Say hello to tiny robot doctors

Scientists have developed microrobots capable of performing operations.

It’s an impressive discovery that could change how medical operations are performed in the future: microrobots that do the repairs by remote control.

Scientists have been trying to figure out how to use miniature robots for years to navigate the human body more effectively and with better precision. Now, scientists at EPFL and ETHZ have developed microrobots that can enter the human body, delivering drugs to targeted locations or performing precise operations like cleaning up gunked up arteries, according to a statement.
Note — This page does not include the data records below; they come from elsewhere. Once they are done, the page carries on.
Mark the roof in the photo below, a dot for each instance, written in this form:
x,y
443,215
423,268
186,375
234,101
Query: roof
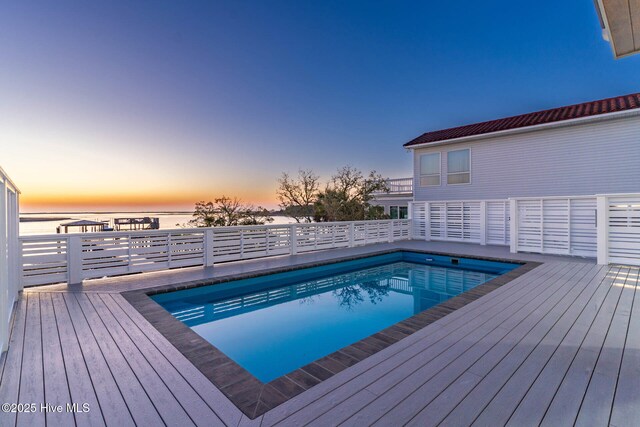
x,y
620,23
586,109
These microrobots could replace invsive and risky surgery, leading not only to more effective surgeries, but also safer ones with fewer complications.
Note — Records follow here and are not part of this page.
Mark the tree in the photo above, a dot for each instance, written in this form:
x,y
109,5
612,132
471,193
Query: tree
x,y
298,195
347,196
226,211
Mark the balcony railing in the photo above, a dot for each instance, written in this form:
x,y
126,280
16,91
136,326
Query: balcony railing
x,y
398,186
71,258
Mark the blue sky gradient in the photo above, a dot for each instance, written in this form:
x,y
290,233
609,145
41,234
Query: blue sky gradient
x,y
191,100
The scientists published their findings in Nature Communications, detailing how they produced complex reconfigurable microrobots. They also created an integrated manipulation platform capable of remotely controlling the robots through electromagnetic fields, or they can use heat to make them change their shapes.

The robot basically looks and moves like bacterium. It is soft, flexible and doesn’t require a motor.

The finding also helps scientists gain a better understanding of how bacteria behave. The discovery shows how the body of the bacterium and its flagellum play a role in its movement.

“Building one of these microrobots involves several steps,” the statement reads. “First, the nanoparticles are placed inside layers of a biocompatible hydrogel. Then an electromagnetic field is applied to orientate the nanoparticles at different parts of the robot, followed by a polymerization step to “solidify” the hydrogel. After this, the robot is placed in water where it folds in specific ways depending on the orientation of the nanoparticles inside the gel, to form the final overall 3D architecture of the microrobot.

“Once the final shape is achieved, an electromagnetic field is used to make the robot swim,” it continues. “Then, when heated, the robot changes shape and “unfolds”. This fabrication approach allowed the researchers to build microrobots that mimic the bacterium that causes African trypanosomiasis, otherwise known as sleeping sickness. This particular bacterium uses a flagellum for propulsion, but hides it away once inside a person’s bloodstream as a survival mechanism.”